Determine whether the relations represented by these zero–one matrices are equivalence relations.
$a) \begin{bmatrix} 1&1&1\\0&1&1\\1&1&1 \end{bmatrix}\quad $ $b) \begin{bmatrix} 1&0&1&0\\0&1&0&1\\1&0&1&0\\0&1&0&1 \end{bmatrix}\quad $ $c) \begin{bmatrix} 1&1&1&0\\1&1&1&0\\1&1&1&0\\0&0&0&1 \end{bmatrix}\quad $

問題5

page 647, Section 9.5 Exercise 24

Equivalence Relations: A relation on a set A is called an equivalence relation if it is reflexive, symmetric, and transitive.
If R is a reflexive relation, all the elements on the main diagonal of $M_R$ are equal to 1.
R is a symmetric relation, if and only if $m_{ij}$ = 1 whenever $m_{ji}$ = 1.
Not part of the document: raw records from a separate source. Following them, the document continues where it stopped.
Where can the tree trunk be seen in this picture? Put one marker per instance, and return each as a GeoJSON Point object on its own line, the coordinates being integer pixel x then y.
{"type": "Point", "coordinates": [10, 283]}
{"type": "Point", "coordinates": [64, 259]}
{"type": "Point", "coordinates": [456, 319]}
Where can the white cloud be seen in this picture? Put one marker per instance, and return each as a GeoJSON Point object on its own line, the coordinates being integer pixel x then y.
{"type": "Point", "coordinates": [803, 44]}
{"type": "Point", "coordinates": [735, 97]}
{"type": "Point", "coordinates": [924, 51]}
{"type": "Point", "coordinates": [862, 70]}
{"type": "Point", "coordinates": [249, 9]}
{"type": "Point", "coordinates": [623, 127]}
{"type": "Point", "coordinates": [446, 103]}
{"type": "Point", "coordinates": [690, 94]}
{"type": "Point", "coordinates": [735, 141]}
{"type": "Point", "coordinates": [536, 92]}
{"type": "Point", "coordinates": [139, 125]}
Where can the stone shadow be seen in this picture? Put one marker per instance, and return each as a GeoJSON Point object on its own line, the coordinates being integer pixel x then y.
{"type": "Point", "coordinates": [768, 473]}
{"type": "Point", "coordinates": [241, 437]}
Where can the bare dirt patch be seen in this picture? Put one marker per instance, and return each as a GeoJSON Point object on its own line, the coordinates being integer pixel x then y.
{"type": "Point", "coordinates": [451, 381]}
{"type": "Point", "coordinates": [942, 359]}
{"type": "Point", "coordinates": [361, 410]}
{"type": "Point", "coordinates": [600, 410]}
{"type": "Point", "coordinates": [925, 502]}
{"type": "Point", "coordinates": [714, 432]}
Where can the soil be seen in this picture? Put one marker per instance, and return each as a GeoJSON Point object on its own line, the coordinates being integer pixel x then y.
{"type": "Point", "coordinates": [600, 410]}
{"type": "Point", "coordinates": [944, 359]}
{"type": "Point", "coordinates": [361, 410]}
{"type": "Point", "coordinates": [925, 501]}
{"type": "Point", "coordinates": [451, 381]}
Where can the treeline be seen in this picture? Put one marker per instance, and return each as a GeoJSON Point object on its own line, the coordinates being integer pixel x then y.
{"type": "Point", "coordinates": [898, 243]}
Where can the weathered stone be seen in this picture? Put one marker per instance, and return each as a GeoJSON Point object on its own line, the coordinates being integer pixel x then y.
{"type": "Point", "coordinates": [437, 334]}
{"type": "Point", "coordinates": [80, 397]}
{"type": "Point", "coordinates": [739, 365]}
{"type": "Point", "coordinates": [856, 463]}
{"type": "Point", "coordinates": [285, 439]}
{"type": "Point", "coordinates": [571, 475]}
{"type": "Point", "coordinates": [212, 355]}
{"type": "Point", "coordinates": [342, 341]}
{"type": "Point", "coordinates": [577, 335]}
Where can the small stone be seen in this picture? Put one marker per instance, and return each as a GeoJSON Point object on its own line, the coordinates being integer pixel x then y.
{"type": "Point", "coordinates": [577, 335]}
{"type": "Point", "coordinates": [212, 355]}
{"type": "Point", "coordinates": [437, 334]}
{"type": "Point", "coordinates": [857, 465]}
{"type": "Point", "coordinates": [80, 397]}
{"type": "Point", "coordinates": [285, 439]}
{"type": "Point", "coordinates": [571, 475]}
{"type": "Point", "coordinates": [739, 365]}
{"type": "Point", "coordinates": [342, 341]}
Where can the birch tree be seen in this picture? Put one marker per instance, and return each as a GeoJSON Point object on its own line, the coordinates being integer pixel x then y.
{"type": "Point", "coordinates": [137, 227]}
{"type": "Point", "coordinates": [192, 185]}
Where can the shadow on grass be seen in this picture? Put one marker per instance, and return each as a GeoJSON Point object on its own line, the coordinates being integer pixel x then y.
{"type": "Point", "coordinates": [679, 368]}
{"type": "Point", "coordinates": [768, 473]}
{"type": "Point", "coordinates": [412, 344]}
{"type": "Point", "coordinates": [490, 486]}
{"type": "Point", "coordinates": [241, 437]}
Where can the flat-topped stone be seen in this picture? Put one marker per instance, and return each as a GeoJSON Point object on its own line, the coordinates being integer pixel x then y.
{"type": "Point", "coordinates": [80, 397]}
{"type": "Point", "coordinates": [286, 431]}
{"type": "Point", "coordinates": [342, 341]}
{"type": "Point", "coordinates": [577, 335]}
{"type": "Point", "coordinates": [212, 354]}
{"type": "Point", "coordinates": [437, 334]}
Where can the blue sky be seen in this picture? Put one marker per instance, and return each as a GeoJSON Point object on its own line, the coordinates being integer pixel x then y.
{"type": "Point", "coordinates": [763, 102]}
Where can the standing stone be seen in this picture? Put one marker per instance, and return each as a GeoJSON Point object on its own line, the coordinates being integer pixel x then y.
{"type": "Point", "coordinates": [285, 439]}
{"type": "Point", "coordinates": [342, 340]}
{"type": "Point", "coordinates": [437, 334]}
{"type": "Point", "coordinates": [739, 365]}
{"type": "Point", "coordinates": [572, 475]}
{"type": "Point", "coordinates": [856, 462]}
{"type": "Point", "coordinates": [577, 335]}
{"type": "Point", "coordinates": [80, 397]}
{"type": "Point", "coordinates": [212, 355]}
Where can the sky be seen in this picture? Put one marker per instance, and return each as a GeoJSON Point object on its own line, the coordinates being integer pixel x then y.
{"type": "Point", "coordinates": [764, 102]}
a) This is not an equivalence relation, since it is not symmetric.
b) This is an equivalence relation; one equivalence class consists of the first and third elements, and the other consists of the second and fourth elements.
c) This is an equivalence relation; one equivalence class consists of the first, second and third elements, and the other consists of the fourth elements.

Question 6

問題6

page 662, Section 9.6 Exercise 8

Determine whether the relations represented by these zero–one matrices are partial orders.
$a) \begin{bmatrix} 1&0&1\\1&1&0\\0&0&1 \end{bmatrix}\quad $ $b) \begin{bmatrix} 1&0&0\\0&1&0\\1&0&1 \end{bmatrix}\quad $ $c) \begin{bmatrix} 1&0&1&0\\0&1&1&0\\0&0&1&1\\1&1&0&1 \end{bmatrix}\quad $

問題6

page 662, Section 9.6 Exercise 8

A relation R on a set S is called a partial ordering, or partial order, if it is reflexive, antisymmetric, and transitive.
If R is a reflexive relation, all the elements on the main diagonal of $M_R$ are equal to 1.
R is an antisymmetric relation, if and only if $m_{ij}$ = 0 or $m_{ji}$ = 0 when i≠ j.

a) This relation is $(1,1),(1,3),(2,1),(2,2),(3,3)$. It is clearly reflexive and antisymmetric. The only one pairs that might present problems with transitivity are the nondiagonal pairs, $(2,1)$ and $(1,3)$. If the relation were to be transitive, then we would also need the pair $(2,3)$ in the relation. Since it is not there, the relation is not a partial order.
b) Reasoning as in part (a), we see that this relation is a partial order, since the pair $(3,1)$ can cause no problem with transitivity.
c) A little trial and error shows that this relation is not transitive ($(1,3)$ and $(3,4)$ are present, but not $(1,4)$) and Therefore not a partial order.